Marcela Kaswera, 45, said she had sent her children to their older brother in the village of Biakatu after their hometown of Oicha was attacked by members of an Islamist militia.
When they returned, her 7-year-old son was feverish. He died in her arms at a hospital, where he posthumously tested positive for Ebola.
In quick succession, Kaswera’s 13-year-old son, 2-year-old daughter, grown-up son, daughter-in-law and grandson all developed symptoms of the virus and were transferred to the treatment centre run by the Alliance for International Medical Action.
Ebola cases would typically be divided more or less equally between male and female patients. But in this outbreak, women and girls account for 58% of cases, down from a peak of 62% in December, the WHO said.
The reason more women and children have fallen sick remains a bit of a mystery. But experts suspect it may be because the Beni area, where the outbreak began in August, was also battling malaria at the time.
Malaria can cause severe complications in pregnant women and children, requiring treatment at medical facilities where they risk exposure to undiagnosed Ebola patients, said Mike Ryan, who heads the WHO’s health emergencies program.

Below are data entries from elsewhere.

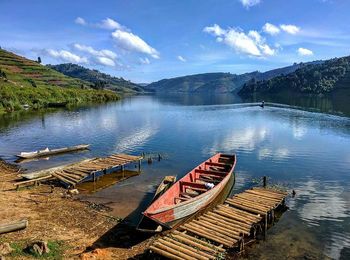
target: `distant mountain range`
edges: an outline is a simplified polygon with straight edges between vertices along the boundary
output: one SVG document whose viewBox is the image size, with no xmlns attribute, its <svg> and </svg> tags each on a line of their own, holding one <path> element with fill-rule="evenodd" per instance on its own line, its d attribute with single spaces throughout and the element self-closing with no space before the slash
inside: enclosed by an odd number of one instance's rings
<svg viewBox="0 0 350 260">
<path fill-rule="evenodd" d="M 109 89 L 118 93 L 137 93 L 144 91 L 140 85 L 132 83 L 129 80 L 113 77 L 98 70 L 91 70 L 72 63 L 47 65 L 47 67 L 64 75 L 90 82 L 97 89 Z"/>
<path fill-rule="evenodd" d="M 327 94 L 340 91 L 350 94 L 350 56 L 308 63 L 294 72 L 270 79 L 251 79 L 239 94 Z"/>
<path fill-rule="evenodd" d="M 319 61 L 315 62 L 319 63 Z M 232 93 L 238 92 L 248 81 L 267 80 L 279 75 L 285 75 L 306 66 L 309 63 L 295 63 L 291 66 L 270 70 L 267 72 L 254 71 L 241 75 L 231 73 L 204 73 L 189 75 L 148 84 L 144 88 L 161 93 Z"/>
<path fill-rule="evenodd" d="M 93 84 L 68 77 L 40 60 L 33 61 L 0 48 L 0 114 L 54 104 L 100 103 L 118 100 L 113 91 L 95 90 Z"/>
</svg>

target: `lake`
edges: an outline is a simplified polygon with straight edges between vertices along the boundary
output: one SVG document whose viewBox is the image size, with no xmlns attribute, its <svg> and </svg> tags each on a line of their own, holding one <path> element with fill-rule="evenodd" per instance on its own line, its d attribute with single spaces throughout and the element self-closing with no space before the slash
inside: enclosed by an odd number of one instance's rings
<svg viewBox="0 0 350 260">
<path fill-rule="evenodd" d="M 14 161 L 21 151 L 91 144 L 91 151 L 21 164 L 33 171 L 112 153 L 160 153 L 163 160 L 144 162 L 140 175 L 82 195 L 110 206 L 116 216 L 135 217 L 165 175 L 181 177 L 218 151 L 236 153 L 233 192 L 256 185 L 264 175 L 269 183 L 296 191 L 288 199 L 290 209 L 248 258 L 350 259 L 348 107 L 339 112 L 329 103 L 318 109 L 325 101 L 289 103 L 293 106 L 267 101 L 262 109 L 231 95 L 135 96 L 100 106 L 4 115 L 0 157 Z"/>
</svg>

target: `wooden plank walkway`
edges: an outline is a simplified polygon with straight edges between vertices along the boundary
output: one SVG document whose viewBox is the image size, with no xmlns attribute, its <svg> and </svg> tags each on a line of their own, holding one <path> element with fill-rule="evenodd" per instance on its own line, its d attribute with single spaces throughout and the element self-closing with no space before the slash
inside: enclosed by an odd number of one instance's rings
<svg viewBox="0 0 350 260">
<path fill-rule="evenodd" d="M 246 190 L 158 238 L 149 249 L 169 259 L 216 259 L 229 249 L 240 252 L 259 229 L 266 232 L 286 196 L 266 188 Z"/>
<path fill-rule="evenodd" d="M 98 176 L 115 171 L 117 167 L 121 167 L 121 169 L 124 170 L 124 166 L 132 162 L 138 162 L 140 170 L 141 160 L 142 156 L 113 154 L 104 158 L 93 158 L 64 167 L 48 169 L 47 175 L 44 177 L 16 182 L 14 185 L 18 188 L 28 183 L 35 184 L 38 181 L 58 179 L 66 187 L 75 187 L 81 182 L 95 180 Z"/>
</svg>

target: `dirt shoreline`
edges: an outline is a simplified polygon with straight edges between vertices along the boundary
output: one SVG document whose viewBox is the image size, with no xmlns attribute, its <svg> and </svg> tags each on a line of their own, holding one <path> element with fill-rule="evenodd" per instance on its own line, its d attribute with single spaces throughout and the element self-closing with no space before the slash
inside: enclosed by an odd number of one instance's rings
<svg viewBox="0 0 350 260">
<path fill-rule="evenodd" d="M 109 209 L 79 201 L 60 187 L 40 185 L 14 189 L 20 169 L 0 161 L 0 224 L 26 218 L 29 226 L 0 235 L 0 244 L 35 240 L 59 241 L 63 259 L 140 258 L 152 238 L 140 238 L 109 215 Z M 133 237 L 137 237 L 135 240 Z M 30 259 L 30 255 L 7 255 L 6 259 Z"/>
</svg>

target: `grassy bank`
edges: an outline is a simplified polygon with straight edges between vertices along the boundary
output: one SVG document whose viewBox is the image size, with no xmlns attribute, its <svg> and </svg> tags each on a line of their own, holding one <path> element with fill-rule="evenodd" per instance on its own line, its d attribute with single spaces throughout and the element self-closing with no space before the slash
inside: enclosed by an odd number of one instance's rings
<svg viewBox="0 0 350 260">
<path fill-rule="evenodd" d="M 118 100 L 112 91 L 61 88 L 55 86 L 11 86 L 0 83 L 0 113 L 23 109 L 27 104 L 31 108 L 47 107 L 49 103 L 68 102 L 68 104 L 101 103 Z"/>
<path fill-rule="evenodd" d="M 71 78 L 38 62 L 0 50 L 0 113 L 38 109 L 49 103 L 100 103 L 118 100 L 108 90 L 92 89 L 92 83 Z"/>
</svg>

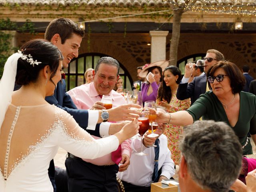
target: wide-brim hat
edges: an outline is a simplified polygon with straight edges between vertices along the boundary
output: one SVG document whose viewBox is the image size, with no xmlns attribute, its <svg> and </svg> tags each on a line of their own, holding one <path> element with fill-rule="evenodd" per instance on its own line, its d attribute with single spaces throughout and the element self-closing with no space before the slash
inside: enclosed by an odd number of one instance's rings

Healthcare standards in Congo vary widely due to lack of oversight of a system that includes many unregistered private clinics and traditional healers operating out of their homes.
The virus is transmitted through contact with infected bodily fluids. But health workers operating outside of government hospitals do not always follow guidelines to prevent cross-contamination, according to Congo’s health ministry.
This is Congo’s tenth Ebola outbreak, but it is the first in the densely populated provinces of North Kivu and Ituri, where militias carry out sporadic raids from hidden strongholds in the tropical forest. Women and children are often the first to be displaced by the bloodshed.